= Pavlo Hertsyk =

Ukrainian Cossack officer (death c. 1700)

Pavlo Semenovych Hertsyk (Павло Семенович Герцик; ? – ca. 1700) was a Ukrainian Cossack officer, the colonel of the Poltava Regiment (1675-1677, 1683–1687, 1691–1695) of the Cossack Hetmanate. The Hertsyk family were Ukrainian Cossacks of Christianized Ashkenazi Jewish origin.

Pavlo's father was a Jewish merchant from Uman who had moved to Poltava where he later became a colonel of the Poltava regiment. His father converted to Orthodox faith. Pavlo sponsored the construction of the Church of the Elevation (Воздвиженськa церквa) at the Kiev-Pechersk Lavra, where he was subsequently buried.

His three sons, Hryhory, Ivan and Opanas went into exile with Mazepa. His daughter Hanna Hertsyk was the wife of Hetman Pylyp Orlyk, Maria was the wife of the Host secretary Volodymyr Maksymovych, and Chrystyna was the wife of the colonel Hryhory Novytsky, who was eventually exiled to Siberia.

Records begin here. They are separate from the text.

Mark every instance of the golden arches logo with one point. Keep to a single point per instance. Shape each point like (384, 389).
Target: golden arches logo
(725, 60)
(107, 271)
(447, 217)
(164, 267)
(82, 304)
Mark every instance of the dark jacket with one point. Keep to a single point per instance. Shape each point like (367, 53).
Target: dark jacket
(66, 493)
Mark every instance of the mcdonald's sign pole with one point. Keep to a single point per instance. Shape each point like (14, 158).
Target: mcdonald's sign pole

Hryhory Hertsyk was responsible for moving Ivan Mazepa's body from Bender to Galatz. He and his brothers followed Hetman Pylyp Orlyk to Sweden in 1716, where they stayed until 1720. Hryhory was appointed General Osaul by Hetman Pylyp Orlyk and as such sent from Stockholm to Poland in 1720, although in Warsaw he was arrested then handed over to the Russians. He was then imprisoned in Saint Petersburg until 1728, when he was allowed to move to Moscow where his wife and children lived.